Vasc Endovascular Surg. 2022 Feb;56(2):225-228. doi: 10.1177/15385744211062317. Epub 2021 Dec 8.
Iodized oil-based lymphangiography (LAG) is a well-established diagnostic exam during the workup of postoperative lymphatic leaks. Computed tomography (CT) has been shown to be a useful complement to optimize treatment planning and can easily be performed after conventional LAG. The treatment options for lymphatic leaks include conservative dietary modification, sclerotherapy, embolization, and surgery. We present a case of a 48-year-old man who developed a symptomatic left retroperitoneal lymphatic fluid collection after left nephrectomy, complicated by postoperative retroperitoneal abscess. Retroperitoneal duct leak was confirmed via ultrasound-guided intranodal LAG and post-LAG CT. This leak was successfully managed with N-butyl cyanoacrylate glue embolization of the leaking lymphatics via fluoroscopic-guided catheterization of the leak via percutaneous access through the lymphatic fluid collection.
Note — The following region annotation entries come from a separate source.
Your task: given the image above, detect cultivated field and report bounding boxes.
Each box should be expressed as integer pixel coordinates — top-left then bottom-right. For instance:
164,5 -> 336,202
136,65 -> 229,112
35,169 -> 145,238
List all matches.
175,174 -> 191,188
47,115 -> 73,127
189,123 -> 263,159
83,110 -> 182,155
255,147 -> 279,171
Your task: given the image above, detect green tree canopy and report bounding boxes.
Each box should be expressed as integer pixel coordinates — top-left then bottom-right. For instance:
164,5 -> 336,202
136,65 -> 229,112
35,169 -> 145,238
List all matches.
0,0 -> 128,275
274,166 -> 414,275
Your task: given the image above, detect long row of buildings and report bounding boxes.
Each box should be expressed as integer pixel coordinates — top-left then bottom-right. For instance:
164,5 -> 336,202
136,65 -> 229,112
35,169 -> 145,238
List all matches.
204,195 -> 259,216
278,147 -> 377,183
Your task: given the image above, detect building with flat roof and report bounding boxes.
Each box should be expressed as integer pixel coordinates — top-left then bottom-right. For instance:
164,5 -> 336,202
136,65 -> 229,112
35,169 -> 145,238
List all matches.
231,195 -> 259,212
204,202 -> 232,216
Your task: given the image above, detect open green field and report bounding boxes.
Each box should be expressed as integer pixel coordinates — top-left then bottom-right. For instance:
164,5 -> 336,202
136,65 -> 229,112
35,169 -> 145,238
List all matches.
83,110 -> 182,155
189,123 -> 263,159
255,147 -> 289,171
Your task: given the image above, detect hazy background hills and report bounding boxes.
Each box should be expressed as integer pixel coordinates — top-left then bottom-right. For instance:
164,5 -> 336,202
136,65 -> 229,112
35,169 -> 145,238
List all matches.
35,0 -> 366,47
碘油淋巴造影术(LAG)是术后淋巴漏检查中的一种成熟的诊断方法。CT 已被证明是优化治疗计划的有用补充,并且可以在常规 LAG 后轻松进行。淋巴漏的治疗选择包括保守的饮食改变、硬化疗法、栓塞和手术。我们报告了一例 48 岁男性,在左肾切除术后出现左侧腹膜后淋巴液积聚的症状,并发术后腹膜后脓肿。通过超声引导下的淋巴结内 LAG 和 LAG 后的 CT 证实了腹膜后导管漏。通过经皮途径经淋巴液积聚的穿刺入路,通过荧光镜引导的导管对漏口进行了 N-丁基氰基丙烯酸酯胶栓塞,成功地治疗了这种漏。